IL-6 drugs do work in COVID-19, says UK, as it plans NHS use
New data means that IL-6 drugs from Roche and Sanofi that had been all-but written off as coronavirus therapies will now be offered routinely to COVID-19 patients in intensive care in the UK.
The renaissance of the two therapies comes on the back of the REMAP-CAP trial, which found that the IL-6 inhibitors RoActemra (tocilizumab) and Kevzara (sarilumab) reduced the relative risk of death by 24% when administered to COVID-19 patients within 24 hours of entering intensive care, and reduce the time spent in hospital by seven to ten days.
Both RoActemra and Kevzara have failed to hit their objectives in earlier studies, leading to speculation that inhibiting IL-6 wasn’t a valid approach to treat severe COVID-19, but the new independent study turns that view on its head.
Crucially, their benefits seem to stack with that of the corticosteroid dexamethasone, the first drug to be shown to improve survival in seriously-ill COVID-19 patients in the RECOVERY trial.
The death rate for those in intensive care units on dexamethasone and respiratory support alone was 35%, but reduced to 28% when RoActemra was administered as well.
“The data shows that tocilizumab, and likely sarilumab, speed up and improve the odds of recovery in intensive care, which is crucial for helping to relieve pressure on intensive care and hospitals and saving lives,” said UK deputy chief medical officer Prof Jonathan Van-Tam.
The data has emerged as the government unveiled figures showing there are currently around 30,000 COVID-19 patients in hospitals, up nearly 40% on the previous peak during the first wave of the pandemic in April.
There are already ample supplies of RoActemra in the UK, so that drug in particular will be recommended for use “immediately” in patients admitted to intensive care with the virus, it said, saying that could potentially save “hundreds of lives”.
Roche welcomed the results, saying it was still in the process of analysing data from the COVACTA and EMPACTA trials, which generated negative and positive results for its drug respectively in patients hospitalised with COVID-19 associated pneumonia.
“Previous trials using IL-6 receptor agonists have showed no clear benefit on either disease progression or survival in COVID-19 patients, but those studies included less severely ill patients and started treatment at different stages in the disease course,” said Professor Anthony Gordon of Imperial College London, the trial’s lead investigator in the UK.
“A crucial difference may be that in our study, critically ill patients were enrolled within 24 hours of starting organ support.
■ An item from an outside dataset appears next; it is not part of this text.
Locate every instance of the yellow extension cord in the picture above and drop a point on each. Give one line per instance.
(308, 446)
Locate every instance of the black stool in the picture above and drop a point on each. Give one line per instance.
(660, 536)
This highlights a potential early window for treatment where the sickest patients may gain the most benefit from immune modulation treatment,” he added.
REMAP-CAP has been running since 2016, with the aim of putting dozens of drugs through their paces to see if they can improve the prospects of people with severe community-acquired pneumonia (CAP) caused by influenza, but was expanded to include COVID-19 patients after the pandemic took hold.
It included more than 800 pneumonia patients in intensive care with suspected or proven COVID-19, of which around three-quarters were recruited from UK NHS trusts, but hasn’t yet been subjected to the scrutiny of peer review.
“This news is a positive step in the fight against COVID-19, giving doctors and the NHS another weapon in their armoury to treat critically ill patients,” said Marius Scholtz, chief medical officer at Roche Products Ltd. “It also increases the collective scientific understanding of COVID-19.”